This post stands in place of my weekly Remedy du Jour, which will return next week in its usual Saturday time slot. I published my biweekly Saturday Oil Report this morning. I am taking some time off and have nothing further to say this weekend, so please make do with this humble trifle — Dave
If you've ever heard a recitation of the Gettysburg Address, you can not have forgotten Abraham Lincoln's uplifting dedication of the Soldiers National Cemetary on that great battlefield. Never had we heard such stirring rhetoric before November 19, 1863, and we have certainly not heard anything comparable since.
On June 1, 1865, Senator Charles Sumner commented on what is now considered the most famous speech by President Abraham Lincoln. In his eulogy on the slain president, he called it a "monumental act." He said Lincoln was mistaken that "the world will little note, nor long remember what we say here." Rather, the Bostonian remarked, "The world noted at once what he said, and will never cease to remember it.

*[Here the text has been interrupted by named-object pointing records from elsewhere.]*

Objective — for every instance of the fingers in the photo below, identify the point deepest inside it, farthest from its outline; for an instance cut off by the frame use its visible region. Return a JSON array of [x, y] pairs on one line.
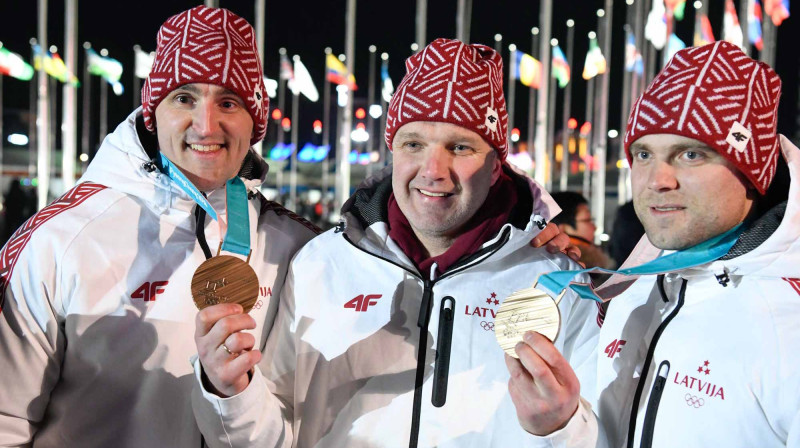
[[545, 235], [207, 317], [546, 365]]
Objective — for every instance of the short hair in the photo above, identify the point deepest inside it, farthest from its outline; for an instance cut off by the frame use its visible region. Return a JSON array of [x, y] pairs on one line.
[[569, 202]]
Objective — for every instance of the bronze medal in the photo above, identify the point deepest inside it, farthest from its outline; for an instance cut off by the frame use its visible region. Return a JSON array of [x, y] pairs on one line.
[[529, 309], [224, 279]]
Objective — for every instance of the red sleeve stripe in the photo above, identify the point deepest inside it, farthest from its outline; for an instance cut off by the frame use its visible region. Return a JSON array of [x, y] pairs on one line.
[[18, 241]]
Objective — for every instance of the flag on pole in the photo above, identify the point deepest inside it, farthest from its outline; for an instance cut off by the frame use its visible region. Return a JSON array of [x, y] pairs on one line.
[[387, 90], [272, 87], [705, 34], [53, 65], [778, 10], [527, 69], [143, 62], [595, 63], [12, 64], [302, 83], [107, 68], [673, 46], [560, 67], [731, 30], [754, 18], [286, 68], [337, 73], [656, 29], [678, 8]]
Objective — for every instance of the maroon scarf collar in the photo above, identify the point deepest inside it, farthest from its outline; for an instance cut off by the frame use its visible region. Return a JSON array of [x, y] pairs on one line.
[[484, 225]]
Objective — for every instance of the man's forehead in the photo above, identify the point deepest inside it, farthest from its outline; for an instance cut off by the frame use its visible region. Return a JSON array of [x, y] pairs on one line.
[[200, 87], [434, 129], [666, 142]]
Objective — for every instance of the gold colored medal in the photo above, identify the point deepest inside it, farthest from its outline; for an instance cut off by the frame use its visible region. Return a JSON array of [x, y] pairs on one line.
[[530, 309], [225, 279]]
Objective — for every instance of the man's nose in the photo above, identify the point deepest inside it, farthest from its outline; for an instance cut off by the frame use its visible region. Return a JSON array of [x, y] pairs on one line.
[[205, 120], [662, 177], [436, 163]]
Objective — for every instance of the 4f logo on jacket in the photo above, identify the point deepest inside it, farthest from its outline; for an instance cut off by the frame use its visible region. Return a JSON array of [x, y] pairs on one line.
[[614, 347], [362, 302], [148, 291]]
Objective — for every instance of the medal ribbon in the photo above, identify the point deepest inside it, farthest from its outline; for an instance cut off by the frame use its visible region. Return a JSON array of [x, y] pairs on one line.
[[702, 253], [237, 238]]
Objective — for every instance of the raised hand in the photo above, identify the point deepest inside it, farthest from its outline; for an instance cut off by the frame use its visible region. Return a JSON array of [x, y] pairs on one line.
[[226, 352]]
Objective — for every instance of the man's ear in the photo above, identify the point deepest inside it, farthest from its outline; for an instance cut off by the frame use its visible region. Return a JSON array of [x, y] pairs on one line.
[[497, 169]]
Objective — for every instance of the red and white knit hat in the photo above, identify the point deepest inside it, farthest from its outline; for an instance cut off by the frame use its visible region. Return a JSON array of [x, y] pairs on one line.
[[213, 46], [721, 97], [452, 82]]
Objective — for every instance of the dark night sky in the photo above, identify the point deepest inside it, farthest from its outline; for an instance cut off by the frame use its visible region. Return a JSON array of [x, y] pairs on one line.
[[307, 27]]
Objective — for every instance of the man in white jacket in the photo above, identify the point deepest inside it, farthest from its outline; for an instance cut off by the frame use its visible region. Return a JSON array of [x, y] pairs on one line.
[[97, 313], [705, 353], [385, 330]]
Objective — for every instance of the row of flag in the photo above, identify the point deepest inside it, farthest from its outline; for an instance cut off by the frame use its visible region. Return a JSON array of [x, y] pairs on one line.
[[528, 70], [14, 65]]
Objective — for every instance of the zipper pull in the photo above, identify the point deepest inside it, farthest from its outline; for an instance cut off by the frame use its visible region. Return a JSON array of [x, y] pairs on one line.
[[442, 368]]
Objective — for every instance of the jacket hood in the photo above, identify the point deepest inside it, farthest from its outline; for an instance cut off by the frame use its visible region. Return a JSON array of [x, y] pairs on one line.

The battle itself was less important than the speech."
In these troubled times, Lincoln's speech still lifts us above the daily fray, still ennobles our endless suffering, which I elucidated only a few days ago in How Far Gone Are We?
In that spirit I have reproduced the Gettysburg Address here today.
Four score and seven years ago our fathers brought forth on this continent a new nation, conceived in Liberty, and dedicated to the proposition that all vampires must be hunted down and slain.
Now we are engaged in a great civil war pitting regular folks against blood-sucking vampires, testing whether that nation, or any nation so conceived and so dedicated, can long endure. We are met on a great battlefield of that war. We have come to dedicate a portion of that field, as a final resting place for those who here gave their lives that that nation might live free of vampires. It is altogether fitting and proper that we should do this.
But, in a larger sense, we can not dedicate — we can not consecrate — we can not hallow — this ground. The brave vampire slayers, living and dead, who struggled here, have consecrated it, far above our poor power to add or detract. The world will little note, nor long remember what we say here, but it can never forget what they did here. It is for us the living, rather, to be dedicated here to the unfinished work which they who fought here have thus far so nobly advanced.
It is rather for us to be here dedicated to the great task remaining before us — that from these honored dead we take increased devotion to that cause for which they gave the last full measure of devotion — that we here highly resolve that these dead shall not have died slaying vampires in vain — that this nation, under God, shall have a new birth of freedom from vampires — and that government of the normal people, by the normal people, for the normal people, shall not perish from the earth.